Collagen‐Specific HSP47 (+) Myofibroblasts and CD163 (+) Macrophages Identify Profibrotic Phenotypes in Deceased Hearts With SARS‐CoV‐2 Infections

BACKGROUND: Cardiac fibrosis complicates SARS‐CoV‐2 infections and has been linked to arrhythmic complications in survivors. Accordingly, we sought evidence of increased HSP47 (heat shock protein 47), a stress‐inducible chaperone protein that regulates biosynthesis and secretion of procollagen in heart tissue, with the goal of elucidating molecular mechanisms underlying cardiac fibrosis in subjects with this viral infection.

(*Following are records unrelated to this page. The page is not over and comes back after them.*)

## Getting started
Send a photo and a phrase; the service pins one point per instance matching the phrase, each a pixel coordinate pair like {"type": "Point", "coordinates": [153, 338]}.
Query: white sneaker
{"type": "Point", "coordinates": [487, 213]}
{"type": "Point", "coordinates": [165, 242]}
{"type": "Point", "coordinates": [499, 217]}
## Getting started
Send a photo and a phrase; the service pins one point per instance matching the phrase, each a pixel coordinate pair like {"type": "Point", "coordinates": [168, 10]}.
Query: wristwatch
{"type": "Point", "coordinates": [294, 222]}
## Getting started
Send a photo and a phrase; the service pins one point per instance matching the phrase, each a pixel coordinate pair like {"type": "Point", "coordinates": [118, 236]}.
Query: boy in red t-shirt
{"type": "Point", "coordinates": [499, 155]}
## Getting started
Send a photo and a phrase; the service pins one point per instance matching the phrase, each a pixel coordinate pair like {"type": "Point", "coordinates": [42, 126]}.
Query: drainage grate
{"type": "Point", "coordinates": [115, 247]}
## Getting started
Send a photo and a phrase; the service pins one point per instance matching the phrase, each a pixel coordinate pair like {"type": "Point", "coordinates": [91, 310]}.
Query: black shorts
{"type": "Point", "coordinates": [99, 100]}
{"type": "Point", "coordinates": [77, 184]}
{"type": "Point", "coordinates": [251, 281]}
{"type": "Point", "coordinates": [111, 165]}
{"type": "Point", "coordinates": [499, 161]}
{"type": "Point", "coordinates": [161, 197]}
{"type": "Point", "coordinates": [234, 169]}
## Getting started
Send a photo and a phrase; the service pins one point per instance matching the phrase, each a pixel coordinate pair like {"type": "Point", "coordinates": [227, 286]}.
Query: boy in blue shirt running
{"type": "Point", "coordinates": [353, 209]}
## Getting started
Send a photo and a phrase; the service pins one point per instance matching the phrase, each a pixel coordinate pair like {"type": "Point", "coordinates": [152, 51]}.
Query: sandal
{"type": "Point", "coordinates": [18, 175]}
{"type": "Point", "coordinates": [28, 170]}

METHODS AND RESULTS: Using human autopsy tissue, immunofluorescence, and immunohistochemistry, we quantified Hsp47(+) cells and collagen α 1(l) in hearts from people with SARS‐CoV‐2 infections. Because macrophages are also linked to inflammation, we measured CD163(+) cells in the same tissues. We observed irregular groups of spindle‐shaped HSP47(+) and CD163(+) cells as well as increased collagen α 1(I) deposition, each proximate to one another in “hot spots” of ≈40% of hearts after SARS‐CoV‐2 infection (HSP47(+) P<0.05 versus nonfibrotics and P<0.001 versus controls). Because HSP47(+) cells are consistent with myofibroblasts, subjects with hot spots are termed “profibrotic.” The remaining 60% of subjects dying with COVID‐19 without hot spots are referred to as “nonfibrotic.” No control subject exhibited hot spots. CONCLUSIONS: Colocalization of myofibroblasts, M2(CD163(+)) macrophages, and collagen α 1(l) may be the first evidence of a COVID‐19–related “profibrotic phenotype” in human hearts in situ. The potential public health and diagnostic implications of these observations require follow‐up to further define mechanisms of viral‐mediated cardiac fibrosis.